Several of the world’s largest defense firms have extensive operations in Colorado.

Despite ballooning demand for arms amid rising geopolitical conflicts, capital expenditure growth at large defense firms has remained sluggish since 2022. However, companies have reversed course and now expect capital reinvestments to increase by more than a third this year.

On an aggregate basis, five major U.S. defense companies are projected to spend $10.08 billion in capex in 2026, up nearly 38% from $7.31 billion in 2025, according to Melius Research.
The ‘s carrot-and-stick approach seems to be working, said Scott Mikus, analyst at Melius Research.

Multi-year missile production deals provide the carrot, while Trump’s order linking executive pay and shareholder returns serves as the stick, pushing defense contractors to invest in capacity, he said.

“Payout restrictions can be a forcing function for reinvestment, supply-chain financing and execution discipline,” said Meghan Welch, managing director at BGL Advisory.

While nearly all major contractors are standing by quarterly dividends, some appear to be wavering on share buybacks.

Northrop Grumman said it would pause buybacks beyond January, while L3Harris said it expects its share count in 2026 to remain broadly in line with 2025, signaling limited scope for repurchases.
L3Harris also said it would step up capital expenditure by more than 40% in 2026.

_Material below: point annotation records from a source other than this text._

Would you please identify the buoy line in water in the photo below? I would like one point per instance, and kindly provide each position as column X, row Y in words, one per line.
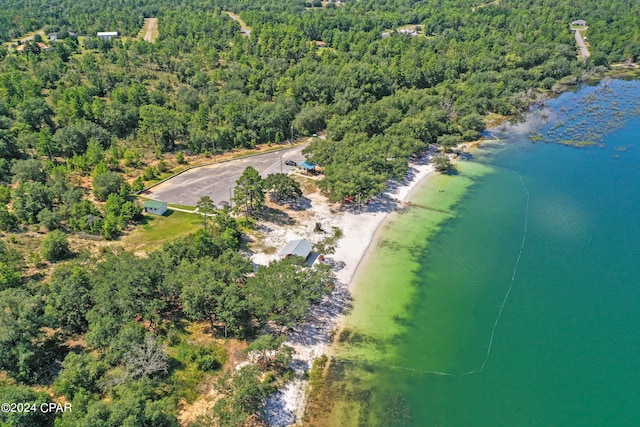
column 498, row 316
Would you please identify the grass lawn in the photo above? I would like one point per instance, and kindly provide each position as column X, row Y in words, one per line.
column 155, row 230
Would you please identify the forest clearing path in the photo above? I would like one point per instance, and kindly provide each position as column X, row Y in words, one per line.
column 584, row 52
column 244, row 28
column 149, row 31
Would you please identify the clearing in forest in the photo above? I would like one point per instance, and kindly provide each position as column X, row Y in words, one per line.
column 28, row 36
column 149, row 31
column 244, row 28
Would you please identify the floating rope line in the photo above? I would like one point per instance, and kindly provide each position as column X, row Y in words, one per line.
column 498, row 316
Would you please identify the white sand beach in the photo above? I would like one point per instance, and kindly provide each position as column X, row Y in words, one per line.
column 358, row 224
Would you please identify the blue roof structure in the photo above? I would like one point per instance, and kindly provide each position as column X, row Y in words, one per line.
column 298, row 247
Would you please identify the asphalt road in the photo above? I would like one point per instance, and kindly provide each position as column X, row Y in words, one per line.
column 217, row 181
column 583, row 47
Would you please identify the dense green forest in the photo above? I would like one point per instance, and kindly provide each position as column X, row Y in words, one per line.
column 85, row 122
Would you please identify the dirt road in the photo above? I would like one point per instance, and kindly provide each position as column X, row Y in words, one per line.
column 244, row 28
column 151, row 25
column 581, row 45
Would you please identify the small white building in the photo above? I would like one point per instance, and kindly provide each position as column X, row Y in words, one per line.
column 155, row 207
column 107, row 35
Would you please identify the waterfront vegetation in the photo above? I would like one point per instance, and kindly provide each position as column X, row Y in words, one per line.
column 84, row 122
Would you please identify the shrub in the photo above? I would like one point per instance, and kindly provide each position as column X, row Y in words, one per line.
column 55, row 246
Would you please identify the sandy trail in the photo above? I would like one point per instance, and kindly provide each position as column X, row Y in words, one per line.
column 359, row 224
column 153, row 22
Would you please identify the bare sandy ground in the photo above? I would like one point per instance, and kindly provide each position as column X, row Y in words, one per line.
column 359, row 224
column 153, row 22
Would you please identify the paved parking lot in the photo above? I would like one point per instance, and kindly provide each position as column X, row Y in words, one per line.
column 217, row 181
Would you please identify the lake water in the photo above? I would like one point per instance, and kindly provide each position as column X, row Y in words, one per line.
column 510, row 295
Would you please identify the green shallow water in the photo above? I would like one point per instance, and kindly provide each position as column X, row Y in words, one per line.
column 427, row 343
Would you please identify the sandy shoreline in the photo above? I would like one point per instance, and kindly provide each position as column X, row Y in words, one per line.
column 359, row 226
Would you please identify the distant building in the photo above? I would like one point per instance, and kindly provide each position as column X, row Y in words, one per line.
column 308, row 166
column 108, row 35
column 411, row 32
column 61, row 35
column 155, row 207
column 298, row 247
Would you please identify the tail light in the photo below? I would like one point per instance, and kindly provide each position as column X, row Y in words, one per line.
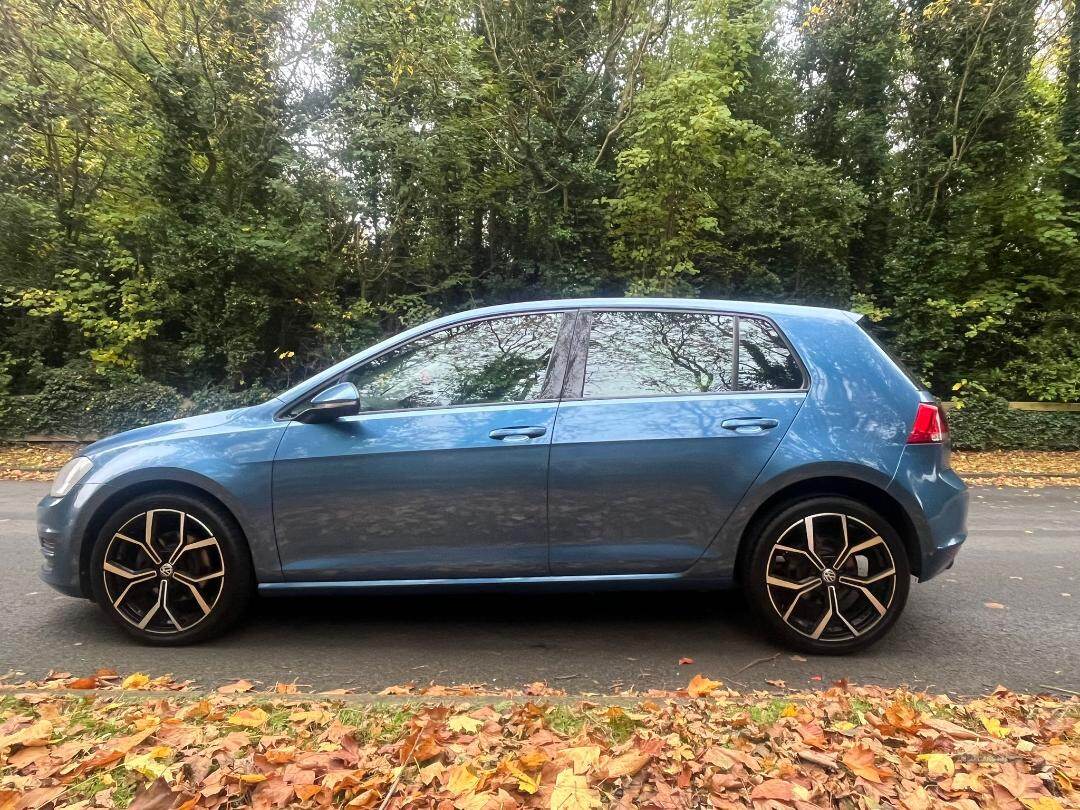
column 930, row 424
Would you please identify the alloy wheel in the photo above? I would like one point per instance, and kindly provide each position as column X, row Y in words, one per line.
column 163, row 571
column 831, row 577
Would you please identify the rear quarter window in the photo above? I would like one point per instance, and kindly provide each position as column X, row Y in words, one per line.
column 766, row 362
column 880, row 336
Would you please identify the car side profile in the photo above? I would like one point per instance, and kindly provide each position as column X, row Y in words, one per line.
column 567, row 444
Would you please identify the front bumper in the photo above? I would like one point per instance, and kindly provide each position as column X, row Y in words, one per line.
column 62, row 526
column 941, row 501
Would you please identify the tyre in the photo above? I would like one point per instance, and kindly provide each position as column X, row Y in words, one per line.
column 172, row 569
column 826, row 575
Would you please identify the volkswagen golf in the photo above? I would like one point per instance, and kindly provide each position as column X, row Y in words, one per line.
column 569, row 444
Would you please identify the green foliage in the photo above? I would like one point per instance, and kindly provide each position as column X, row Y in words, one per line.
column 214, row 200
column 75, row 400
column 986, row 422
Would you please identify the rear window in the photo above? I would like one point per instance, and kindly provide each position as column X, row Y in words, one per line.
column 880, row 336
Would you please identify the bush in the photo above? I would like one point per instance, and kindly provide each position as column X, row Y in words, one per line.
column 76, row 400
column 79, row 401
column 213, row 397
column 986, row 422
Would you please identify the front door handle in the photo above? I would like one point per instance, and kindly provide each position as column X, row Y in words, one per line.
column 517, row 434
column 750, row 424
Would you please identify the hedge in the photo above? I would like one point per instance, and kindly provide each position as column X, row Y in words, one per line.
column 987, row 423
column 75, row 401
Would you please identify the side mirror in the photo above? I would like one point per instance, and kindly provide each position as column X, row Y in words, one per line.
column 335, row 402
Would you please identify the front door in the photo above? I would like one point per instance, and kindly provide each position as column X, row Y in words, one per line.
column 442, row 475
column 663, row 437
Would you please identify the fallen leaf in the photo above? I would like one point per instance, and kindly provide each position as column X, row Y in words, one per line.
column 237, row 687
column 461, row 780
column 937, row 765
column 572, row 793
column 136, row 680
column 583, row 757
column 702, row 687
column 626, row 765
column 860, row 760
column 994, row 726
column 464, row 724
column 248, row 717
column 35, row 734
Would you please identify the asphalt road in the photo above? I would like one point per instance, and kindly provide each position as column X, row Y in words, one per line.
column 1023, row 554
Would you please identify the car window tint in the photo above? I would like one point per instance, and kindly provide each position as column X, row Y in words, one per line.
column 497, row 360
column 639, row 353
column 765, row 361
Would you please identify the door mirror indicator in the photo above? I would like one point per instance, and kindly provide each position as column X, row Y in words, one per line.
column 335, row 402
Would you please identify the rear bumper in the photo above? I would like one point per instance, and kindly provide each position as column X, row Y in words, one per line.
column 940, row 511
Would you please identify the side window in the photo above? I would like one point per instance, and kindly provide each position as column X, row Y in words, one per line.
column 497, row 360
column 640, row 353
column 765, row 361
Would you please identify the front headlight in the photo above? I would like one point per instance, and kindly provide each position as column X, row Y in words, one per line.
column 70, row 474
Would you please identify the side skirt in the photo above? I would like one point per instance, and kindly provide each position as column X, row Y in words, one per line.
column 616, row 581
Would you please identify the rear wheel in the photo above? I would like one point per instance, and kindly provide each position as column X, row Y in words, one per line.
column 827, row 575
column 172, row 569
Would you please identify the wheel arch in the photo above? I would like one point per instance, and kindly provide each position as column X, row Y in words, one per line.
column 859, row 489
column 122, row 495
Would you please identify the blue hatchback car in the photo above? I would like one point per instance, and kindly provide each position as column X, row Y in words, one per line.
column 583, row 444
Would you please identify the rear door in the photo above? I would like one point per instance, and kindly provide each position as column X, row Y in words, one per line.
column 658, row 436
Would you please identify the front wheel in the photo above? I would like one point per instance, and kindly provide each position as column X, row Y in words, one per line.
column 171, row 569
column 827, row 576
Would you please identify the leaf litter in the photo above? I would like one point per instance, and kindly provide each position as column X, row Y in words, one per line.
column 848, row 746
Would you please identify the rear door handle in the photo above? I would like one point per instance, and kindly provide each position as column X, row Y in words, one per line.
column 750, row 424
column 517, row 434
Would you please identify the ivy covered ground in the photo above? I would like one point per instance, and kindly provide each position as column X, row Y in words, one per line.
column 103, row 741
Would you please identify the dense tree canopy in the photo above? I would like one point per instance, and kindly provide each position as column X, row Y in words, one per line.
column 230, row 192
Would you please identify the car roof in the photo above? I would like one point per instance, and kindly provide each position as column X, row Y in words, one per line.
column 778, row 311
column 756, row 308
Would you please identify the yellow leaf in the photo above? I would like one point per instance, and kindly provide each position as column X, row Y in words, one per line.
column 135, row 680
column 994, row 726
column 626, row 765
column 937, row 765
column 463, row 723
column 316, row 715
column 583, row 757
column 1043, row 802
column 572, row 793
column 702, row 687
column 148, row 764
column 860, row 759
column 461, row 780
column 526, row 783
column 36, row 734
column 248, row 717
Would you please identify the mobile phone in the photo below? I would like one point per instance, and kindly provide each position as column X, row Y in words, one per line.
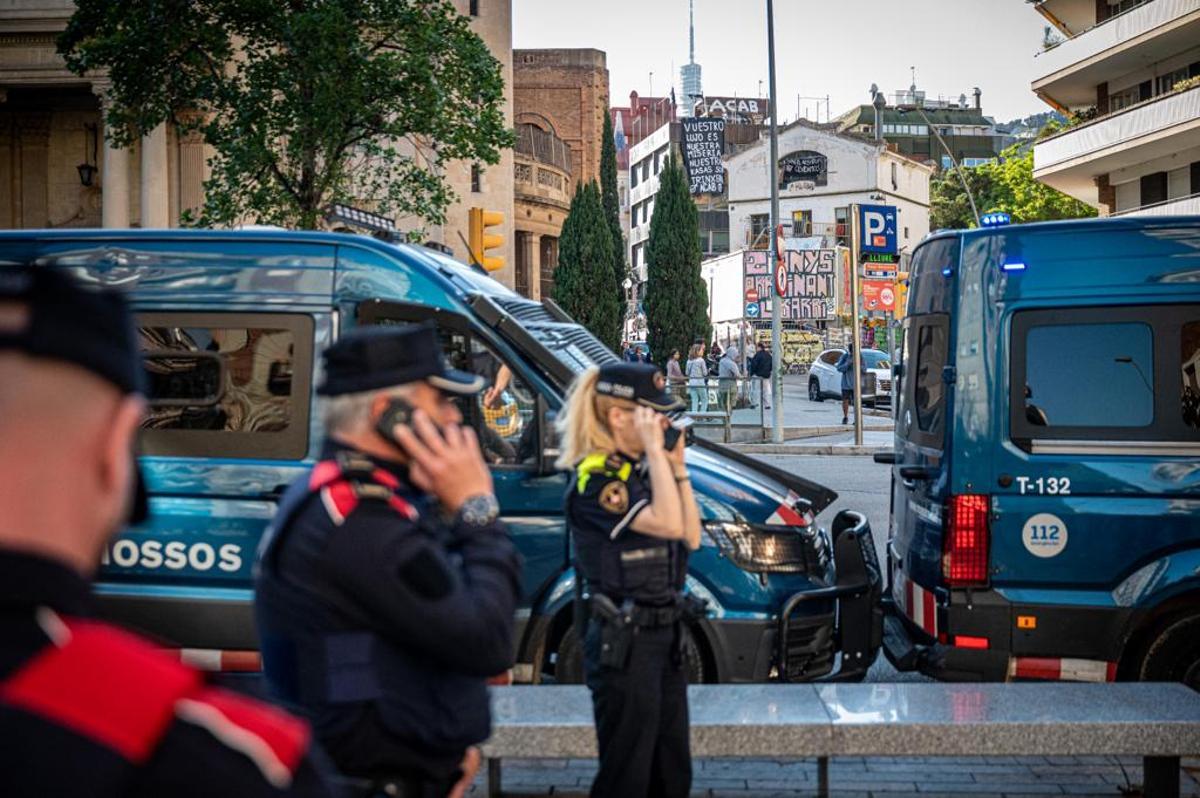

Capital once allocated to buybacks is likely to be redirected toward supply-chain resilience, workforce expansion, domestic manufacturing and internal investment, Welch said.

Lockheed Martin, meanwhile, said it was still evaluating its strategy and declined to comment.

“While LMT did not make any direct comments on shareholder returns, we believe there is a clear lean towards capex and research and development,” said Ken Herbert, analyst at RBC Capital Markets.

“Our model now assumes no buybacks through 2028, but continued dividend payments,” he said.